Thank you, "professional reporters" for wasting this unique opportunity to clear up a few matters.
But there are a few things they could have asked McCulloch. Things that needed to be said in front of a national audience, which you can read below the fold.
First, instead of asking McCulloch the vote breakdown, they might have asked him this:
Question: How many charges was the jury asked to consider, and how many would have needed to vote against any charge to keep it from becoming a "true bill" of indictment?
Answer: Infinite, and four
McCulloch gave the jury no instruction on what charges they should consider. Many sources have said that the jury could have considered first degree murder, second degree murder or various levels of manslaughter. True enough. They might have also considered illegal discharge of a firearm. Or assault. Or more or less anything.

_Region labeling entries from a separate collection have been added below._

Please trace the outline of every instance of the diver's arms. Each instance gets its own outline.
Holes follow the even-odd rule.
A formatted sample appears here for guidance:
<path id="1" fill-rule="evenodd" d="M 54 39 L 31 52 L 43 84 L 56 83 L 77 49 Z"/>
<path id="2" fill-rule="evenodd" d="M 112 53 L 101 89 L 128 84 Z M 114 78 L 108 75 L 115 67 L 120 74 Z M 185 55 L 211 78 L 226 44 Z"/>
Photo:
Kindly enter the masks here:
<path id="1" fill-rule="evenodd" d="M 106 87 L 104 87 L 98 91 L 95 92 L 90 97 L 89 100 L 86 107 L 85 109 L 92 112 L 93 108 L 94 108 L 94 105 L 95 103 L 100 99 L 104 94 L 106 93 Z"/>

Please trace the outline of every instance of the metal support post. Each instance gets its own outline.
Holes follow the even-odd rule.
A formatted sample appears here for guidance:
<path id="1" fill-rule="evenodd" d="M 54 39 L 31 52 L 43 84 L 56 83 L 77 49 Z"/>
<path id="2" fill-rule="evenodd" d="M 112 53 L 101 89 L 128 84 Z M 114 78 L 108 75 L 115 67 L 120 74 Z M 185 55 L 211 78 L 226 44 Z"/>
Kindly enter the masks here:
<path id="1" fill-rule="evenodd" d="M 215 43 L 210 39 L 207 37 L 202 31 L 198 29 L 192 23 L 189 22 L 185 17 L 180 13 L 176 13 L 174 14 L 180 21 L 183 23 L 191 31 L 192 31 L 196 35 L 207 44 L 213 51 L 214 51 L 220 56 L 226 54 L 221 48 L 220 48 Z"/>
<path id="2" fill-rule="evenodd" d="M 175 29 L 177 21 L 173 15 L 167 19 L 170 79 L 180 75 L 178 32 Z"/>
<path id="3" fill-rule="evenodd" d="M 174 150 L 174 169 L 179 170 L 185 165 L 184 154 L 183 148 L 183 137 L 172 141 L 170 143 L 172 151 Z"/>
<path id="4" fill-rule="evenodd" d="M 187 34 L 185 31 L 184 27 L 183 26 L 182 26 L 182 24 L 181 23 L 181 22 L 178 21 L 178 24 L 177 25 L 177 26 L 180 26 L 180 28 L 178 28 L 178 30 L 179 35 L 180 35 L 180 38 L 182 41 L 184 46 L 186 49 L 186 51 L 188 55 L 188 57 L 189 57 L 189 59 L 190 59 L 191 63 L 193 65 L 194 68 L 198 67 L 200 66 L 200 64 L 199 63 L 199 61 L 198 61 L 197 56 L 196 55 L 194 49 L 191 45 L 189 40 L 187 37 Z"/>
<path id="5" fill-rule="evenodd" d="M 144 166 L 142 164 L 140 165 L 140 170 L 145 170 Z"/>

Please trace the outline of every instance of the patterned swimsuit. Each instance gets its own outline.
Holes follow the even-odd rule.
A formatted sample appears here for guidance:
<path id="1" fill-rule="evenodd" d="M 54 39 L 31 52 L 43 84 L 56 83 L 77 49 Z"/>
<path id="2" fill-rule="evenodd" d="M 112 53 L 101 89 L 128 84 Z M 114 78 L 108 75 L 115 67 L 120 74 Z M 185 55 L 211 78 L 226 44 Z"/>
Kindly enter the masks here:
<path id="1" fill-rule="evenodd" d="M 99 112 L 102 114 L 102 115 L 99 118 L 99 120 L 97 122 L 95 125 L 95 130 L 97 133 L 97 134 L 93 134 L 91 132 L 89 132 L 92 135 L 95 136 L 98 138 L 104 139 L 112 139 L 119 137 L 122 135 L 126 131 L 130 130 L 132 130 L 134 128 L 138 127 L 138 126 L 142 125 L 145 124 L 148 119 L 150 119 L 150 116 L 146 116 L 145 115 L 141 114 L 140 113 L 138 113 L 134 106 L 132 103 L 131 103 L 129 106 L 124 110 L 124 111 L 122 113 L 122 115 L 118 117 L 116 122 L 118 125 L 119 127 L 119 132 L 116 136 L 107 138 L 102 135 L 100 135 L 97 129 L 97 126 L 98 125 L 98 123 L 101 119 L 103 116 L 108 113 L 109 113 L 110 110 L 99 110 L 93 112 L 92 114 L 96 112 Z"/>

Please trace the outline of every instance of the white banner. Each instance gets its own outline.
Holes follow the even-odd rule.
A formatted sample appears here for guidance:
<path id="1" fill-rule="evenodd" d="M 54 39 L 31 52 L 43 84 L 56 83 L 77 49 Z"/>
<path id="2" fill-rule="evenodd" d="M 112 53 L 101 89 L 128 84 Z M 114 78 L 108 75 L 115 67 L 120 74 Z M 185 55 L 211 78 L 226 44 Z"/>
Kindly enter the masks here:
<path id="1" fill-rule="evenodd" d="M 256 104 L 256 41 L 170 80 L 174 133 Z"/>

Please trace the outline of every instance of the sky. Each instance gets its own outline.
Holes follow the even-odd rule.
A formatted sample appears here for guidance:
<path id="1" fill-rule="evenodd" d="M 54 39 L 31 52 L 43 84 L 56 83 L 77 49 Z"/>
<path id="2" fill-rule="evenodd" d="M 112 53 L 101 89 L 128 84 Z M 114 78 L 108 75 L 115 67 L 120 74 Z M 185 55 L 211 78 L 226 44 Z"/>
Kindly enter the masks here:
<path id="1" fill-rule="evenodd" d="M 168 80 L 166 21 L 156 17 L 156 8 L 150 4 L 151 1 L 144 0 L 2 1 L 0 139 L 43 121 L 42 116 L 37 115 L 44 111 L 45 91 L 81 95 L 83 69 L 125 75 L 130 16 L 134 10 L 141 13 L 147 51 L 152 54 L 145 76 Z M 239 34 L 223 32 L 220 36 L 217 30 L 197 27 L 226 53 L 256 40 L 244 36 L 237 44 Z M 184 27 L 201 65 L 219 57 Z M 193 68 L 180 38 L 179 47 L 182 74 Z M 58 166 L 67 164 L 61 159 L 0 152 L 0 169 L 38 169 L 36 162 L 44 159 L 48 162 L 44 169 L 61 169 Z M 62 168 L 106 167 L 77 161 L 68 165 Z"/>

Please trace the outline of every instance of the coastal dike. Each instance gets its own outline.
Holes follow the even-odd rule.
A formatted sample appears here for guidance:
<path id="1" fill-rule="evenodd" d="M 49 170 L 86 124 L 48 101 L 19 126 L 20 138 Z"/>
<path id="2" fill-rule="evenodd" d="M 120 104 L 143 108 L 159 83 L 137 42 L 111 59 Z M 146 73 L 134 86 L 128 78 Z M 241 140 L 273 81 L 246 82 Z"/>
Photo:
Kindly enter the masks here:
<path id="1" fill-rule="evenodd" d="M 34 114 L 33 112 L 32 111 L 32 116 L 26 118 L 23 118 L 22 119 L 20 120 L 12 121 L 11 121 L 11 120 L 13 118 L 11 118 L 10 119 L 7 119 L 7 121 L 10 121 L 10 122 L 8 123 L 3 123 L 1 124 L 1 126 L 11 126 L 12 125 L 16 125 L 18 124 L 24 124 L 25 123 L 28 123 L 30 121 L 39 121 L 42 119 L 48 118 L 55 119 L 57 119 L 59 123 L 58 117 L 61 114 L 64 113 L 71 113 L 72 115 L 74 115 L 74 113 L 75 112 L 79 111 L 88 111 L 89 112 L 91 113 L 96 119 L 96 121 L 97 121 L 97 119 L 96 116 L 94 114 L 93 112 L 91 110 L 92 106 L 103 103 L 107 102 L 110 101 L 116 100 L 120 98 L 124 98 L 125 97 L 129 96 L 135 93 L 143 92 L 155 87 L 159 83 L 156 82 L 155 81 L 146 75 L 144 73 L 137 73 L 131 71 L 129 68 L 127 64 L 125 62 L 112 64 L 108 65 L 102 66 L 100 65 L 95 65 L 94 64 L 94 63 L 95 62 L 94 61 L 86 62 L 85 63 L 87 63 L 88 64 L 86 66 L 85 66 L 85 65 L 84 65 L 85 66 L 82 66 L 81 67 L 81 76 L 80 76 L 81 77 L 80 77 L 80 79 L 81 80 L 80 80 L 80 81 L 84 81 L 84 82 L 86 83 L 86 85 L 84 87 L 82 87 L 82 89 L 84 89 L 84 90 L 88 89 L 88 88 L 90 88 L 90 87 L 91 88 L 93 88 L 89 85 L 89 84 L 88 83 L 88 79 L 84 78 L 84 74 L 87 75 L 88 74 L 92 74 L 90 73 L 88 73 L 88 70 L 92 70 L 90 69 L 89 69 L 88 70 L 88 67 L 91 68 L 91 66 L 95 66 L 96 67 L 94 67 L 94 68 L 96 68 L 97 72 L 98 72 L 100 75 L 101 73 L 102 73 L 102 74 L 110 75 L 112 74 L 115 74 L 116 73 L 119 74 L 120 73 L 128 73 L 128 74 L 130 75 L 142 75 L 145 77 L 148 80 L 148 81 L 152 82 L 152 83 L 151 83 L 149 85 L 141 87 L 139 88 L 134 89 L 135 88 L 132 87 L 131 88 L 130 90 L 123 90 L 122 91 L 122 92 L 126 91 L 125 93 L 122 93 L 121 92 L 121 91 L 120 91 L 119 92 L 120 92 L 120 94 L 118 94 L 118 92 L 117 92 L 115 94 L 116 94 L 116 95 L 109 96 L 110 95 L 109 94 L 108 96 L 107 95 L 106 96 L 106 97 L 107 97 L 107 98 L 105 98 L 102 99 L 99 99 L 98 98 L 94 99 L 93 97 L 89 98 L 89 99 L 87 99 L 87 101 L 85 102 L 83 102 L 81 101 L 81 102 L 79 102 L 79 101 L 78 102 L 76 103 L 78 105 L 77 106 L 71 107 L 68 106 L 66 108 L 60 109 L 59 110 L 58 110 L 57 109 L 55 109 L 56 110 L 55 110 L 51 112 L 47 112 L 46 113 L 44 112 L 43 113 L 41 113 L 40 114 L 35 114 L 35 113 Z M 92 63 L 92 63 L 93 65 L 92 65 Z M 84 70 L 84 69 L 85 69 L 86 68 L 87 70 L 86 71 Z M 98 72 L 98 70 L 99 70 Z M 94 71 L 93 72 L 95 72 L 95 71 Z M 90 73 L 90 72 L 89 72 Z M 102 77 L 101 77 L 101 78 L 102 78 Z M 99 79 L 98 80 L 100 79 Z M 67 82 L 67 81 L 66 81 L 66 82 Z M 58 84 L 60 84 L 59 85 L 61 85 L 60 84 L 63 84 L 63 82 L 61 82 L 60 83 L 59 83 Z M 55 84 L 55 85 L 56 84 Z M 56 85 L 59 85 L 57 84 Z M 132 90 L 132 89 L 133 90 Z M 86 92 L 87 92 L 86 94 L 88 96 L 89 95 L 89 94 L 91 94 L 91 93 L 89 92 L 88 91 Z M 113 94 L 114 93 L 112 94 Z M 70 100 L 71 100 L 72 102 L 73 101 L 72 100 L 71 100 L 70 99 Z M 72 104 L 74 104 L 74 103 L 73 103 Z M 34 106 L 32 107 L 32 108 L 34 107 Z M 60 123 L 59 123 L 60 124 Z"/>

On any charge considered, it would have taken nine votes to bring an indictment. We've been given the racial breakdown of the jury, which certainly suggests one answer to "how did they come to this conclusion," but it's what we'll never be told that's the real clue. With nine white jurors, it's easy to imagine that Wilson might have been protected by a handful of jurors who held onto a racist view of events. However, because of the way things were presented to the jury, confusion on any particular vote may have been generated by people pulling for a greater charge. We can't know, because the exact votes on any charge will never be released. And it's clear that, despite McCulloch's smirking protests about being "fair" this process was anything but normal.